Marcado pela intolerância e pela radicalização política, que muitas vezes degenera para a violência extrema e a eliminação de adversários, como aconteceu com Kirk, o quadro atual coloca em xeque os valores que estão na raiz da democracia liberal, de convivência pacífica entre pessoas e grupos com visões de mundo diferentes, e anuncia tempos sinistros pela frente.
Hoje, até as relações familiares ficaram mais complicadas, em muitos casos, por causa de conflitos políticos e divergências sobre a melhor forma de administrar um país, tratar grupos minoritários e lidar com os mais pobres, os imigrantes ilegais e os criminosos. Mesmo a religiosidade das pessoas, a educação dos filhos e a forma de abordar a sexualidade tornaram-se alvos de discórdia.
Neste cenário tóxico, diversos analistas, do Brasil e do exterior, apressaram-se em afirmar, após o assassinato de Kirk – um apoiador próximo do presidente americano, Donald Trump – que o ódio e a violência com motivação política nos Estados Unidos constituem um “fenômeno ambidestro”. Ou seja, são um problema que atinge tanto a esquerda quanto a direita com igual intensidade.
A direita tem sido vítima de violência política em vários países, turbinando a percepção de que a esquerda tem sido a principal responsável pelo crescimento da intolerância e da agressividade na arena política
Na ânsia de mostrar uma suposta “independência” e um suposto “equilíbrio”, buscaram a saída mais óbvia, provavelmente para não se comprometer nem ser acusados de favorecer um dos lados do espectro ideológico. Mas, na realidade, quando se analisa a questão de forma mais profunda e objetiva, sem receio de encarar os fatos, por mais incômodos que possam parecer para uma parcela considerável do público, o que se constata é que não é bem assim que as coisas têm acontecido nos últimos anos.

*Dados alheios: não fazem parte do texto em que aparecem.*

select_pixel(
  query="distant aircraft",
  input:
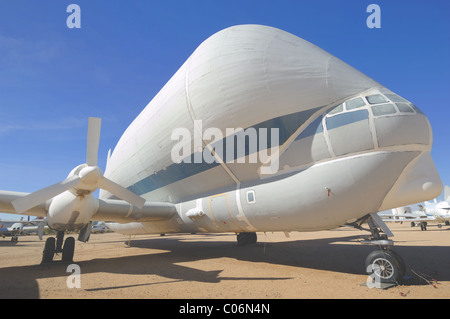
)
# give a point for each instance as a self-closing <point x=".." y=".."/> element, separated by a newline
<point x="258" y="131"/>
<point x="16" y="228"/>
<point x="437" y="211"/>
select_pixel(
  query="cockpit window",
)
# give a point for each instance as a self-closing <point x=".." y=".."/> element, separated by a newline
<point x="354" y="104"/>
<point x="337" y="109"/>
<point x="375" y="99"/>
<point x="395" y="98"/>
<point x="383" y="109"/>
<point x="405" y="108"/>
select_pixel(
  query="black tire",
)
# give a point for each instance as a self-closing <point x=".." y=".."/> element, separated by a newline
<point x="384" y="266"/>
<point x="246" y="238"/>
<point x="49" y="250"/>
<point x="68" y="249"/>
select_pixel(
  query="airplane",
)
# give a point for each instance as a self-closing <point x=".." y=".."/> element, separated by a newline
<point x="16" y="228"/>
<point x="437" y="211"/>
<point x="333" y="147"/>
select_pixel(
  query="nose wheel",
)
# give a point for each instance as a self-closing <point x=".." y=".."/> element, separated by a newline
<point x="385" y="267"/>
<point x="55" y="246"/>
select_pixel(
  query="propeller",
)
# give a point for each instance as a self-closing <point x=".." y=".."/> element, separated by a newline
<point x="84" y="179"/>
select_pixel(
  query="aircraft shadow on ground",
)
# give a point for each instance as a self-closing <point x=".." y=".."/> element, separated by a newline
<point x="329" y="254"/>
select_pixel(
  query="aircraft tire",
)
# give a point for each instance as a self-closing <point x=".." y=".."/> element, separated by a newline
<point x="246" y="239"/>
<point x="385" y="266"/>
<point x="49" y="250"/>
<point x="68" y="249"/>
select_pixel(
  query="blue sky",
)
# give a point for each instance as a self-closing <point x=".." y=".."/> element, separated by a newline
<point x="53" y="78"/>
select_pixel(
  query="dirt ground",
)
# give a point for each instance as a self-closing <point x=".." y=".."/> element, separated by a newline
<point x="326" y="264"/>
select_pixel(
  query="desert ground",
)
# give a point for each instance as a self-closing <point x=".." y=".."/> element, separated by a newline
<point x="325" y="264"/>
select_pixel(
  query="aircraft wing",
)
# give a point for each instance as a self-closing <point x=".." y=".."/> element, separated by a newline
<point x="106" y="209"/>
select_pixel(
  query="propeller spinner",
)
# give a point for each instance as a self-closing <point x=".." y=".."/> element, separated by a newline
<point x="84" y="179"/>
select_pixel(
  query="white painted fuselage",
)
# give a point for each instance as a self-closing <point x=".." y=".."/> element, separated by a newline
<point x="347" y="145"/>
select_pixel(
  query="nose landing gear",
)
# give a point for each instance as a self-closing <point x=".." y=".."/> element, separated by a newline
<point x="384" y="266"/>
<point x="53" y="247"/>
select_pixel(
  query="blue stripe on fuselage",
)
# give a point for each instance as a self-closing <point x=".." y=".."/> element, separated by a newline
<point x="287" y="126"/>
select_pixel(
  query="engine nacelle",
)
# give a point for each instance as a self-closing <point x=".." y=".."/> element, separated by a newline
<point x="69" y="211"/>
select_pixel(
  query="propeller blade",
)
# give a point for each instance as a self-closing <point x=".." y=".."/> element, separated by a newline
<point x="25" y="203"/>
<point x="121" y="192"/>
<point x="93" y="141"/>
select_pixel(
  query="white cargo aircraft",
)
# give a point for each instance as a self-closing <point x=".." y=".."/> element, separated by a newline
<point x="347" y="148"/>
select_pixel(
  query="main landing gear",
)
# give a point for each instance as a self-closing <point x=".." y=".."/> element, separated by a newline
<point x="246" y="238"/>
<point x="384" y="266"/>
<point x="55" y="246"/>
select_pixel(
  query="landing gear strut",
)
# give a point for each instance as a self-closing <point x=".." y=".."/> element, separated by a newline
<point x="384" y="266"/>
<point x="53" y="247"/>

Embora a esquerda se coloque como detentora do monopólio da virtude e se enxergue como grande defensora e promotora de ações civilizatórias na sociedade, classificando qualquer adversário como “extrema direita”, “fascista”, “nazista” e “defensor da supremacia branca”, para colocar sua legitimidade em xeque, não dá para negar que a “turma do amor” tem tido um papel preponderante para o aumento da intolerância e da violência política, não apenas nos EUA, mas pelo mundo afora. Como disse outro dia um internauta americano, um dos maiores mitos do nosso tempo é o de que a esquerda é que tem a cabeça mais aberta e é mais tolerante.
“Quando você diz que alguém é Hitler, está dizendo para os malucos: mate-o”, afirmou Clay Travis, advogado, escritor e apresentador de podcast, na Fox News, em referência às acusações feitas por políticos e militantes democratas de que Trump e seus seguidores representariam uma espécie de reencarnação do líder nazista alemão e de sua tropa de choque, no século 21.
A radicalização por parte da esquerda chegou a tal ponto nos Estados Unidos que até o uso do boné vermelho do movimento MAGA (Make America Great Again), criado por Trump, tornou-se motivo para intimidações e agressões contra seus apoiadores nas ruas e até em restaurantes e shopping centers.
A direita, é certo, também tem os seus radicais. A história americana e mundial está recheada de exemplos de regimes autoritários de direita e de atos selvagens cometidos por extremistas ligados ao grupo. Agora, em tempos mais recentes, é da esquerda que têm partido as ações mais agressivas e letais contra seus adversários políticos.
Nos últimos anos, a velha estratégia da esquerda de buscar o controle das narrativas e o poder por meio da dominação do aparelho do Estado, da academia e da cultura, cedeu espaço ao cancelamento, à intimidação e ao assassinato de opositores, em meio à retórica belicosa de suas lideranças, que normaliza a violência contra os rivais à direita.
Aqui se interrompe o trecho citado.